Step 4: Query Pipeline
def query_rag(question: str, store: SimpleVectorStore):
# Embed the question
q_vec = embed([question])[0]
# Retrieve relevant chunks
results = store.search(q_vec, k=5)
context = "\n\n---\n\n".join([doc for doc, _ in results])
# Generate answer
response = client.chat.completions.create(
model="claude-sonnet-4-5-20250929",
messages=[{
"role": "user",
"content": f"""Answer based on the following context.
If the context does not contain enough information, say so.
Context:
{context}
Question: {question}"""
}]
)
return response.choices[0].message.content
Common Pitfalls
- Chunks too large: The model ignores most of a 2000-token chunk. Keep it under 500 tokens.
- Chunks too small: Single sentences lose context. Include surrounding paragraphs.
- No reranking: Embedding similarity is approximate.

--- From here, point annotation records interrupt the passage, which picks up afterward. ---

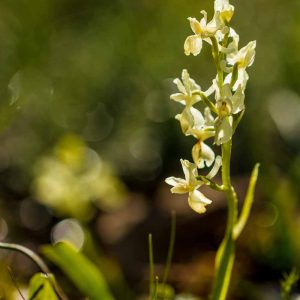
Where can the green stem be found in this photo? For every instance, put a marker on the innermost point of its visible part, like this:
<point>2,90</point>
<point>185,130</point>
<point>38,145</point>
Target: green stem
<point>151,267</point>
<point>225,254</point>
<point>171,248</point>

Add a reranker (Cohere, cross-encoder) for better precision.
- Ignoring metadata: Filter by date, source, or category before vector search.
- No evaluation: Measure retrieval quality separately from generation quality.
What Frameworks Add
LangChain and LlamaIndex provide document loaders, splitters, and integrations. But understanding the underlying pipeline helps you debug when things go wrong, and they will.
Start simple, measure, then add complexity where it helps.